Hacker News new | ask | show | jobs
by cmccabe 4755 days ago
It's nice that you made these available. You might also want to look at queue.h from BSD (see http://fxr.watson.org/fxr/source/sys/queue.h) and tree.h (http://www.freebsd.org/cgi/cvsweb.cgi/src/sys/sys/tree.h), single-file "libraries" that can generate a few different kinds of linked list and binary tree. These don't require typecasting at all, since they generate functions for your particular type. They are also intrusive data structures, meaning you control your own allocation.

With regard to OBString: don't. Really. C strings are very flexible and powerful with just what's in the standard library. You don't need charAtStringIndex, for example: you have rindex and index. You don't need splitString; you have strtok_r. You don't need findSubstring; you have strstr.

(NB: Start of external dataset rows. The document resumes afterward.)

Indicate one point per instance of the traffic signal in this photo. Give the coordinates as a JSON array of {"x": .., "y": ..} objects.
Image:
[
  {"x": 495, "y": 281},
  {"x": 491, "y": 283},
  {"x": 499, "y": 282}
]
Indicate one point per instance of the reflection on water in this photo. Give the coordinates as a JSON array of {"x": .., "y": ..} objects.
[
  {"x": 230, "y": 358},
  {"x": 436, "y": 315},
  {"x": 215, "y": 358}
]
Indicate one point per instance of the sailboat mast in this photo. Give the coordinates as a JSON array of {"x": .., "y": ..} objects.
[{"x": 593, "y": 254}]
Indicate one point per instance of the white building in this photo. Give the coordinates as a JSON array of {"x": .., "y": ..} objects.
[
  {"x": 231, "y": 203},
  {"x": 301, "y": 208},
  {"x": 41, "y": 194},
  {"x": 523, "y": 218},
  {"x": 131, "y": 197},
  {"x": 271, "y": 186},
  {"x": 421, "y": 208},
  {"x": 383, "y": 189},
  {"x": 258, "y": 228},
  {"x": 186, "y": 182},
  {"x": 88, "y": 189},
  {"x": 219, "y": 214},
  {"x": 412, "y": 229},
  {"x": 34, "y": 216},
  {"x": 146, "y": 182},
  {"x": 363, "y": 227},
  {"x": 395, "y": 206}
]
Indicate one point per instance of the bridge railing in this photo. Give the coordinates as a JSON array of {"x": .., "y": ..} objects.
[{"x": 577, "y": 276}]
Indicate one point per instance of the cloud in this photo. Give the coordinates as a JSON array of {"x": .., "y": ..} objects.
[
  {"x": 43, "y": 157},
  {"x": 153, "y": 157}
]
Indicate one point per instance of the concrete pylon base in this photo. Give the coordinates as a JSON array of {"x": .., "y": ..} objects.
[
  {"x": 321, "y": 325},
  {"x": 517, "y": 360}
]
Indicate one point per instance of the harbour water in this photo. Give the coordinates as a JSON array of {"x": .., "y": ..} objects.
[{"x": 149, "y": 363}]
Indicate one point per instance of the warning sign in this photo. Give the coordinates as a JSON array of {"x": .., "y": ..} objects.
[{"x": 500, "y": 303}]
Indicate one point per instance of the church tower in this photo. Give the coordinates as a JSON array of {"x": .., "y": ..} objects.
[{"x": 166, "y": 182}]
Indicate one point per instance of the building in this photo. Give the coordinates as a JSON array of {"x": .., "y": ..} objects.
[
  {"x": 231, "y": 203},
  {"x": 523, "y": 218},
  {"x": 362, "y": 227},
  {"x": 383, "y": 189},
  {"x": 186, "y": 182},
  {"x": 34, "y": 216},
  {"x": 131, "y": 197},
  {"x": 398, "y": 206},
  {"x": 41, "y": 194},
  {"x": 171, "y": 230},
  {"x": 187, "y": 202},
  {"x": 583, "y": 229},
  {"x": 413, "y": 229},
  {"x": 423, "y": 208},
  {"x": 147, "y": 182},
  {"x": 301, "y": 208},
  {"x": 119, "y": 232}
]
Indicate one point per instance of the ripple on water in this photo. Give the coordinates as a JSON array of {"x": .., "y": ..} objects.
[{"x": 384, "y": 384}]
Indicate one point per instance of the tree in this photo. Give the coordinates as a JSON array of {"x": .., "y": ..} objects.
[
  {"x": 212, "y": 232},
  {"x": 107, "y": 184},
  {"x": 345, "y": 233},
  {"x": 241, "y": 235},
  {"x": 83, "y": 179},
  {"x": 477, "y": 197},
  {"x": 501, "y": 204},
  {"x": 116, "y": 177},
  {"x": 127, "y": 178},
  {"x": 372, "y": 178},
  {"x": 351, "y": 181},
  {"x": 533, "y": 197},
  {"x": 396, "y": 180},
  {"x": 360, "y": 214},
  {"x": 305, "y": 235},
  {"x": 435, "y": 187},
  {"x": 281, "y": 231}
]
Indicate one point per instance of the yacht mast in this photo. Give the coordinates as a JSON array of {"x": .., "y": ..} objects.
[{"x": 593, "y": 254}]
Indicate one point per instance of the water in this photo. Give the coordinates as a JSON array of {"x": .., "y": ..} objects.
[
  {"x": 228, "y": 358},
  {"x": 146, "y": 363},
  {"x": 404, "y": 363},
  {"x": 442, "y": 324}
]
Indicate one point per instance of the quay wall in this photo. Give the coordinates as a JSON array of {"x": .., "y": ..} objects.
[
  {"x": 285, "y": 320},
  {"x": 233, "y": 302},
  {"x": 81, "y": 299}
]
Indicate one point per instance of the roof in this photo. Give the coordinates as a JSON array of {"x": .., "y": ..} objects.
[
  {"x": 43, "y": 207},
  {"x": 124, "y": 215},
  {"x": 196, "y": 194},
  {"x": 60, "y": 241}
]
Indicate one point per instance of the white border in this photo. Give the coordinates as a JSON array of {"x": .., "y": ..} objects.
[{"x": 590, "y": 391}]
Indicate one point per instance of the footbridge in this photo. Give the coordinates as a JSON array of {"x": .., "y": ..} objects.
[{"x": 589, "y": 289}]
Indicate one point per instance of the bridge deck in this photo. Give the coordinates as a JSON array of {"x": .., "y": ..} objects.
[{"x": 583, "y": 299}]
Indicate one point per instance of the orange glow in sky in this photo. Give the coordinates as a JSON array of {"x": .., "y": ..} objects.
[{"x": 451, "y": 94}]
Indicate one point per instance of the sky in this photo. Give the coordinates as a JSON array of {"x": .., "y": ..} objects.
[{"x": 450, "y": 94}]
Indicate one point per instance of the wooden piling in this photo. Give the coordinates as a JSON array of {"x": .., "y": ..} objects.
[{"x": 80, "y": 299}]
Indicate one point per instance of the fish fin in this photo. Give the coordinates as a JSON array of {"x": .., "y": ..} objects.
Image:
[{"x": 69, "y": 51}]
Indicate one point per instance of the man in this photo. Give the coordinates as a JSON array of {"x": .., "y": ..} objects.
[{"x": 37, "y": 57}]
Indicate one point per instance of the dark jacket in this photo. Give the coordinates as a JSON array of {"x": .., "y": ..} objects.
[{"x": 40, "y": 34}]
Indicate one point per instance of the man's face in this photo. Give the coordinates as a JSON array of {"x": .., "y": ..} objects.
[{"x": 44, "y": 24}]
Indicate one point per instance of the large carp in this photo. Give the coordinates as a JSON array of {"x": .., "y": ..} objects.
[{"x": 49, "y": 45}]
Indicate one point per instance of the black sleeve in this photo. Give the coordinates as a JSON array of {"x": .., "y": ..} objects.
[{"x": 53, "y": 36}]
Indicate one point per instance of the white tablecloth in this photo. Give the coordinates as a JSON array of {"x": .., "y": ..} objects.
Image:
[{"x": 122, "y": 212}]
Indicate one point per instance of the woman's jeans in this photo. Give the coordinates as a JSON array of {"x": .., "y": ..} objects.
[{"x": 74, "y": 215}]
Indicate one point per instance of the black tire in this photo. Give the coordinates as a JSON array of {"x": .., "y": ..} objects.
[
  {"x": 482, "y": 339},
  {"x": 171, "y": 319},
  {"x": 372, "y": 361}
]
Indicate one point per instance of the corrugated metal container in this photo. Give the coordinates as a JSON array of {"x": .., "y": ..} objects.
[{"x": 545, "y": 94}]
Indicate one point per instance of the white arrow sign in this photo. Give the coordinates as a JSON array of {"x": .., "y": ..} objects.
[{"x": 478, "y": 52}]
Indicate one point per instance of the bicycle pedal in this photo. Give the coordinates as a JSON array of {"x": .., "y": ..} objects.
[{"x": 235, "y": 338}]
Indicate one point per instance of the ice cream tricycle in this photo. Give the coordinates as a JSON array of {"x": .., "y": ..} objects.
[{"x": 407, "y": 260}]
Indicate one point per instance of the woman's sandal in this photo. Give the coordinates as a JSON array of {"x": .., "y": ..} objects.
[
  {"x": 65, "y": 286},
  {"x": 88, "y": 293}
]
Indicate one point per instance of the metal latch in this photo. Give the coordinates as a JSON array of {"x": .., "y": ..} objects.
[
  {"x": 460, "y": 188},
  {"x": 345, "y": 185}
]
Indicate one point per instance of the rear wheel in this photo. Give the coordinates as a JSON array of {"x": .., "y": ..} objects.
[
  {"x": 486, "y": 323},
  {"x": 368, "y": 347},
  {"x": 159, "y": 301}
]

If you think you need regexes, consider fnmatch, a libc function which matches shell wildcard patterns. It's always there, it's simple, and it's fast. Or you could bring in something like PCRE. In general, if you need full regexes in a small program, it might be worth rethinking whether your program should be in C anyway.

For some reason, I don't find myself using resizable array utility code much in C. It's pretty easy to do it yourself with realloc-- that's really one of the first things they should teach people learning practical C. Perhaps a small, minimal set of macros could wrap the reallocs and make it a little bit nicer.

5 comments

Intrusive data structures are indeed more powerful. I made my own instrusive AVL-tree which can be found here [1] and an example here [2]. There's also the extra feature that the concept of a "link" is abstracted, so you can for example build a compressed AVL-tree inside an array using array indices instead of pointers, which don't break when the array is reallocated. It's also built in a different way than this usually done (macros), that is, a header file is included which redefines some identifiers, and the actual code of the functions is not inside macros, hence, easier to read.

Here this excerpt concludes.